Une Chevrolet Corvair Monza 1969 avec seulement 24 km (15 milles) au compteur et qui n’a jamais été restaurée, oui, ça existe ! Cette voiture unique sera offerte dans quelques jours aux collectionneurs par la société Mecum dans le cadre d’un encan organisé à Houston, au Texas.

L’histoire de cette Corvair débute en 1969, lorsque General Motors la livre à Dunlop Chevrolet de Macon, en Géorgie. Elle ne quittera jamais les installations de ce concessionnaire.

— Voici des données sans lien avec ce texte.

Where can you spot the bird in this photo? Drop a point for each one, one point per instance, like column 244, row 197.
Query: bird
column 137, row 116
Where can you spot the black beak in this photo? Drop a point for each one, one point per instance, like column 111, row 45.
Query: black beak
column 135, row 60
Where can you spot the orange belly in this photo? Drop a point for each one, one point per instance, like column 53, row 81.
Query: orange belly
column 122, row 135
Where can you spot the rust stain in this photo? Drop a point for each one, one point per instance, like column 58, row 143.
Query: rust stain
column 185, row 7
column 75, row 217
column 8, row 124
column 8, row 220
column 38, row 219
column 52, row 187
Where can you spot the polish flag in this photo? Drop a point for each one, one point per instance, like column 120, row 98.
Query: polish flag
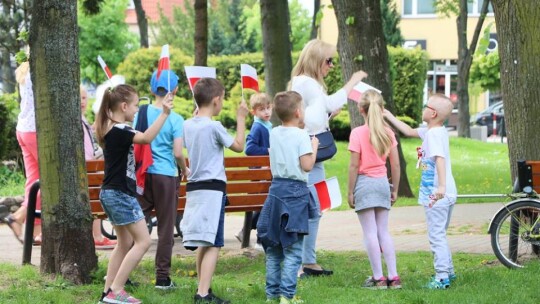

Pour une raison qu’on ignore, elle demeure un certain temps dans l’inventaire de l’entreprise avant d’aboutir dans la collection privée du concessionnaire en titre.

Puis, de 1980 à 2012, elle fera partie de la collection du Central Texas Museum of Automotive History dans la petite ville de Rosanky. Elle sera exposée parmi quelque 130 véhicules jusqu’à la fermeture de ce musée.

Un collectionneur débourse alors 32 000 $ US pour en faire l’acquisition. C’est lui qui l’offrira au plus offrant à Houston.

Des experts étatsuniens affirment que le prix d’un coupé Corvair Monza 1969 ne devrait pas dépasser 25 000 $ US.

Cependant, à cause de son histoire particulière et, surtout, de son état impeccable, ces spécialistes admettent que son prix pourrait frôler les 50 000 $ US.

Cela représenterait une appréciation substantielle pour une voiture de grande diffusion dont la fiche descriptive originale du constructeur (en aussi bon état que la voiture) annonce un prix de vente aujourd’hui dérisoire de… 2 822,05 $ US !

Rappelons que c’est en mai 1969 que Chevrolet a mis fin à la production de la Corvair, presque dix ans après l’avoir amorcée.

Première tentative sérieuse de GM pour lancer une voiture compacte, la Corvair allait subir les affres du livre Unsafe at any speed. Cet ouvrage lancé par Ralph Nader, en novembre 1965, critiquait la conception et la sécurité des voitures étatsuniennes dont, entre autres, la Corvair de première génération.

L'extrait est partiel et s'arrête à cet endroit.